Norwegen – Tag 3

In der Osterbo Fjellstove waren wir in dieser Nacht die einzigen Gäste. Das bedeutete, dass wir auch beim Frühstück die Einzigen waren. Das Buffet war grandios. Käse, Wurst, Schinken, Süßes, Müsli uvm. Für jeden war etwas dabei. Da wir an diesem Tag nur eine „Trainingsrunde“ mit unseren Schneeschuhen vorhatten, konnten wir uns Zeit lassen und das Frühstück ausführlich genießen. Dafür sorgte auch das sehr freundliche und aufmerksame Personal.

2015 - Frühstück Osterbo

2015 – Frühstück Osterbo

Gegen 11.00 Uhr waren wir dann doch bereit für unseren Tagesausflug zum Wasserfall Langedalen. Als wir der Chefin erzählten wo wir hinwollten, hatte Sie Zweifel, ob wir auf Grund der Schneeverhältnisse wirklich diese Tour machen sollten.

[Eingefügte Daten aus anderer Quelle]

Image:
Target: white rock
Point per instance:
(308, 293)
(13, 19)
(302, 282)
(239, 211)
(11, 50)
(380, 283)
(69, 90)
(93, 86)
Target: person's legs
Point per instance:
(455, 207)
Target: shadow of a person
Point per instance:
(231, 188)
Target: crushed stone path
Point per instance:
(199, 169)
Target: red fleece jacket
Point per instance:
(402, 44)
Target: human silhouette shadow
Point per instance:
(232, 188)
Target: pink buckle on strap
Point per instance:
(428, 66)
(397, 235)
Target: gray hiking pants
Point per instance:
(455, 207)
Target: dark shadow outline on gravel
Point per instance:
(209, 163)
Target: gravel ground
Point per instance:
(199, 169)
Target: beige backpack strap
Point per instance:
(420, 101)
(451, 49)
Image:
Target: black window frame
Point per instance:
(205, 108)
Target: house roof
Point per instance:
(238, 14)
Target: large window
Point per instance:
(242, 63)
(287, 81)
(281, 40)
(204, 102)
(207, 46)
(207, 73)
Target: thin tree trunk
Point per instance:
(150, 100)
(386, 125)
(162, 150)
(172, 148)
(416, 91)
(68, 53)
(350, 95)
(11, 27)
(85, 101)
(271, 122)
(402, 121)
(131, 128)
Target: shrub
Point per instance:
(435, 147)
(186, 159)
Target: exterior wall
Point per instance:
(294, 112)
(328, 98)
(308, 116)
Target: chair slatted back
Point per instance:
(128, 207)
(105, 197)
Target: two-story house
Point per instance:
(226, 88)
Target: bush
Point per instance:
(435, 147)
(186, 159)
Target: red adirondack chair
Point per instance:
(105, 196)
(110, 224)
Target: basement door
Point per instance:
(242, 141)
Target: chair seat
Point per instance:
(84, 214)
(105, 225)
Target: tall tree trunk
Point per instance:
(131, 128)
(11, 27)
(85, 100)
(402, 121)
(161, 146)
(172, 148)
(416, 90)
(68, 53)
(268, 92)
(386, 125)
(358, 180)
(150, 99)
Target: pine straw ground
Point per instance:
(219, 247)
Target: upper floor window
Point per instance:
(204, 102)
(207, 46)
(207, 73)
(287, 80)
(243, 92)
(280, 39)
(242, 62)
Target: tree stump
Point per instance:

Mit Tagesrucksack und Schneeschuhen, machten wir uns direkt hinter dem Haus an den Aufstieg. Das war uns sehr Recht, denn schließlich wollten wir unbedingt mit den Schneeschuhen unsere ersten Gehversuche machen und an der Unterkunft (820 Höhenmeter) waren keine passenden Schneefelder zu finden.

Schon bald erreichten wir die ersten kleinen Schneefelder die weiter bergauf zu einer geschlossenen Schneedecke wurden und somit keinen Weg mehr erkennen ließen. Trotzdem wurden die Schneeschuhe von den Rucksäcken gelöst und unter die Schuhe gebunden.

2015 - Erste Schneeschuhversuche

2015 – Erste Schneeschuhversuche

Die ersten Meter waren noch etwas komisch zu laufen, aber schon nach einigen Minuten, waren die Vorzüge der Schneeschuh deutlich zu spüren. Kein Wegsacken in den tiefen Schnee, sondern einfach nur laufen. Doch schon bald, sollten wir an unsere Grenzen kommen. Denn wir mussten ja noch deutlich mehr Höhenmeter überwinden und zum Bergauflaufen waren entweder die Schneeschuhe nicht geeignet oder wir nicht geübt genug.

2015 - Bergauf mit Schneeschuhen

2015 – Bergauf mit Schneeschuhen

2015 - Auf großem Fuss bergauf

2015 – Auf großem Fuss bergauf

Mit einiger Anstrengung überwanden wir die nächsten Höhenmeter und konnten parallel am Hang laufen. Unberührter Schnee und die Sonne machten diese Tour für uns zu einem echten Highlight. Immer wieder bleiben wir stehen und genossen den tollen Ausblick.

Nach ungefähr drei Stunden war uns klar, dass wir die Wasserfälle nicht erreichen werden. Wir wussten nicht, ob wir richtig gelaufen waren und hatten geschätzt auch erst die Hälfte der Strecke hinter uns und so entschieden wir, an einem schönen Aussichtspunkt, eine ausgiebige Mittagspause zu machen und danach wieder den Rückweg anzutreten.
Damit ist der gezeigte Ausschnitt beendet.